Today the postman put two packages through our brand new letter box. A shame they were for the house next door. He could hardly have missed our house name right above the letter-box. I expect he was too rushed to go back and put them through next-door's letter-box.
 
As everything was wet outside in the morning I harvested our second large courgette and used it to make a cheese and courgette loaf and two chocolate and courgette cakes. For once I happened to have all the right ingredients, even golden castor sugar and virgin olive oil. The only substitution was broken walnut pieces instead of chopped toasted hazel nuts. Oh and I added some grated  parmesan to the loaf simply because I have a chunk sitting in the fridge. I had a slice of the cheesy loaf with extra butter earlier and it was delicious. And for the sake of the blog I've just had a small slice of the cake which even without the chocolate ganache called for by the recipe is also very tasty. The larger cake can go in the freezer and I'll probably take the smaller one to share with our fellow Vikings at the carnival.

Although we didn't have the usual seagulls' nest to watch this year this past week two fledglings have been 'parked' next-door. They can fly and the older more confident one is often on the ridge of the house but home seems to be the garage roof. They are still dependent on the adults for food and spend a lot of time calling for food with their high pitched peeping.
The nest is usually on the flat roof behind the metal chimney pipe but this year in the spring the chimney stack was taken down and rebuilt to a lower height. I watched the builders working very carefully with spirit levels as they laid the bricks and they did a grand job but judging by the mess someone slapdash must have been sent to put the slab on the top. 
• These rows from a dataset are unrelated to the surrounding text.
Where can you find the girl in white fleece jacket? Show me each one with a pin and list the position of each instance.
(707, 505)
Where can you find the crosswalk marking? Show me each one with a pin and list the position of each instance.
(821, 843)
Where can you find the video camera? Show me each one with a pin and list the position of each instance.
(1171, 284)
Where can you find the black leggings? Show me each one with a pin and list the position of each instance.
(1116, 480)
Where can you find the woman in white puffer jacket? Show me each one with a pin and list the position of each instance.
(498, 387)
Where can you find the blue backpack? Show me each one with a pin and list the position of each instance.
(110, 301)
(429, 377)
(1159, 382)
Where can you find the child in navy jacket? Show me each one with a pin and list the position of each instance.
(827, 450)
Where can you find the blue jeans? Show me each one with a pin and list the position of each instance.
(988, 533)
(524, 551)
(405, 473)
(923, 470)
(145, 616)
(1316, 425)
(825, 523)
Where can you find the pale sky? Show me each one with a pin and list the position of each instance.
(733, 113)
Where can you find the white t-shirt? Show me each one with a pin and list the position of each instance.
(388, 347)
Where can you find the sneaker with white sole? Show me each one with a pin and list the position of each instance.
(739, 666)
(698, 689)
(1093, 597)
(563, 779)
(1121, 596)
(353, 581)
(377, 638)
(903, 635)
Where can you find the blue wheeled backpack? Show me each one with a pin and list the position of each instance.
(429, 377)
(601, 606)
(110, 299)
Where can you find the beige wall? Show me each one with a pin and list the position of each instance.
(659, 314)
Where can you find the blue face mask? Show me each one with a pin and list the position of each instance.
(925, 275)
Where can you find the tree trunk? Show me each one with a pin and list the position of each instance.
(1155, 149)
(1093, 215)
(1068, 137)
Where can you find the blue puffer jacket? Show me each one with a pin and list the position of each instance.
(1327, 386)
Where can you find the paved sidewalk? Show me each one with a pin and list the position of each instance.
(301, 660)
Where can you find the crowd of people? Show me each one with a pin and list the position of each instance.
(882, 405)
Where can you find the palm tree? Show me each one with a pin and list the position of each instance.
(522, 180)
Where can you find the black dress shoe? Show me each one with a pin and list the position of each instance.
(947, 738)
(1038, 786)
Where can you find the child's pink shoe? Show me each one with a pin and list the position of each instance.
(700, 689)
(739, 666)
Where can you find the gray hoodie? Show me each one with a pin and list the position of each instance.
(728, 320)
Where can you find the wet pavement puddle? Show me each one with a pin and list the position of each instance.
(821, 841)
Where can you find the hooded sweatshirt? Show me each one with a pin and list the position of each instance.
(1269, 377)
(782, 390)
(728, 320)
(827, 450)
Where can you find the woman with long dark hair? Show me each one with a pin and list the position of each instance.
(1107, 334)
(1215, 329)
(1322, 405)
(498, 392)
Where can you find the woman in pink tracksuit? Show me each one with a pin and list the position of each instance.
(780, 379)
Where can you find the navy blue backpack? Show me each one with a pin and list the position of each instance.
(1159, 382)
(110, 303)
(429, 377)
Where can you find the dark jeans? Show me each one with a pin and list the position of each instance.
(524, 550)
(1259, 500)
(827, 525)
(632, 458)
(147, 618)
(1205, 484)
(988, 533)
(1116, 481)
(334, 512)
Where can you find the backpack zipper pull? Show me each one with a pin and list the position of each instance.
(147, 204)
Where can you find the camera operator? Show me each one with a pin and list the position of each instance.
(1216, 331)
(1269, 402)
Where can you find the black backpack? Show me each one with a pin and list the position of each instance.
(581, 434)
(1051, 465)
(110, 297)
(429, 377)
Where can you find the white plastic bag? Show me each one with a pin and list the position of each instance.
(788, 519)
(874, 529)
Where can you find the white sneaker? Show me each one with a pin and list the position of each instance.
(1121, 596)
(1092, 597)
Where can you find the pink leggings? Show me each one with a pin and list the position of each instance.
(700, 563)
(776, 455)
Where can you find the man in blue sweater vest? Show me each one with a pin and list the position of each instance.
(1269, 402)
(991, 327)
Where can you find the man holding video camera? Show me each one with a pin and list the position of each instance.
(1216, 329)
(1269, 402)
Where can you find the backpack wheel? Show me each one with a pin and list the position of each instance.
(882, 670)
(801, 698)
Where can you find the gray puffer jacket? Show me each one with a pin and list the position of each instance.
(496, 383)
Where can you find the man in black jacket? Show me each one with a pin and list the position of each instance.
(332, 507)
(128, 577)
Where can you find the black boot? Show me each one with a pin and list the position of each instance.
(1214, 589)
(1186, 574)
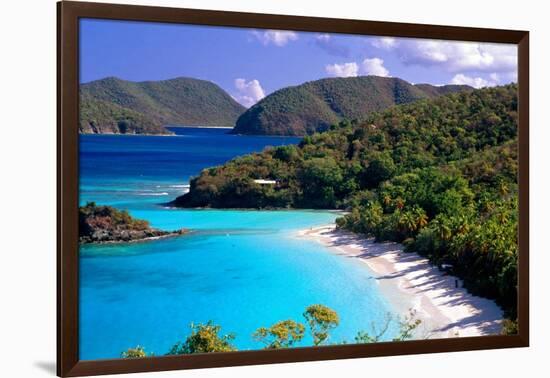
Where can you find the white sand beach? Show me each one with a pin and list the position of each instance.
(409, 281)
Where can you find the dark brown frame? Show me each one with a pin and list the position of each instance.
(68, 14)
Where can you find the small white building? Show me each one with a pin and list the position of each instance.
(265, 182)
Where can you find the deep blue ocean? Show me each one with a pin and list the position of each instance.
(240, 269)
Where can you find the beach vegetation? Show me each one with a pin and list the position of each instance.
(204, 338)
(321, 320)
(137, 352)
(283, 334)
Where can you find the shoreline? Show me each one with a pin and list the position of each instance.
(408, 281)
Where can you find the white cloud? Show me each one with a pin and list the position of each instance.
(331, 45)
(374, 66)
(476, 82)
(276, 37)
(323, 37)
(460, 56)
(369, 66)
(248, 92)
(386, 43)
(342, 70)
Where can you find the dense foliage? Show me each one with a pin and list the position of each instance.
(204, 338)
(112, 105)
(207, 338)
(102, 224)
(315, 105)
(439, 175)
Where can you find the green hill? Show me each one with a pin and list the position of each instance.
(113, 105)
(438, 175)
(315, 105)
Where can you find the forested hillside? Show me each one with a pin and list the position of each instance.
(112, 105)
(315, 105)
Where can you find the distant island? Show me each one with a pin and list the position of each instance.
(315, 105)
(116, 106)
(105, 224)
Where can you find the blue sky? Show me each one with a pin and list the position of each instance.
(251, 63)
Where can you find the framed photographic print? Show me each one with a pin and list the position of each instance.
(238, 188)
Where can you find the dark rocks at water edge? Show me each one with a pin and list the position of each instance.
(105, 224)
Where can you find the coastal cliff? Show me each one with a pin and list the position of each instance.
(105, 224)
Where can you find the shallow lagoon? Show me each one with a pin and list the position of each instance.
(240, 269)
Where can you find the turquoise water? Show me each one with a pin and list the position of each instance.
(240, 269)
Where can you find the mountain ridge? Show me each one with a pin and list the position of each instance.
(316, 105)
(113, 105)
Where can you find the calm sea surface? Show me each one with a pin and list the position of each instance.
(240, 269)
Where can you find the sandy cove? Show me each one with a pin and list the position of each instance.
(409, 281)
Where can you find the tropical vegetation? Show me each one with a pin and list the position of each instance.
(321, 320)
(117, 106)
(316, 105)
(438, 175)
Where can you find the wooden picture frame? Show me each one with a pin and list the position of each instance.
(69, 13)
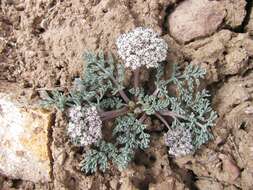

In the afternoon I made a start on cutting the hedges. I used the normal trimmer to go over the hedge at the side of the terrace and then took the extra long trimmer down to do the hedge at the bottom of the garden. I'm still not getting on with it, even carrying it down the garden felt like too much. My neighbour wants to come out next time to see if he can show me a better way to work with it but I really feel it is too heavy and unwieldy for me. I think I'll let him show Peter how to use it. If Peter can cut the hedge I'm happy to supervise (he cut great chunks out of the hedge with the trimmer the last time I let him cut the hedge) and sweep up.
Cutting the hedge with two trimmers and the secateurs plus a morning of baking and a bad night has worn me right out and I've decided not to go to choir. I need to spend the evening flopped on the sofa. 

1 comment:

MELODY JACOB said...

Wow, what a day with the builder and the postman. It's so clever how you used the courgette for both sweet and savory treats; that cheese and courgette loaf sounds super yummy. It's too bad about the seagulls not nesting in their usual spot this year, but it is nice that their fledglings are close by.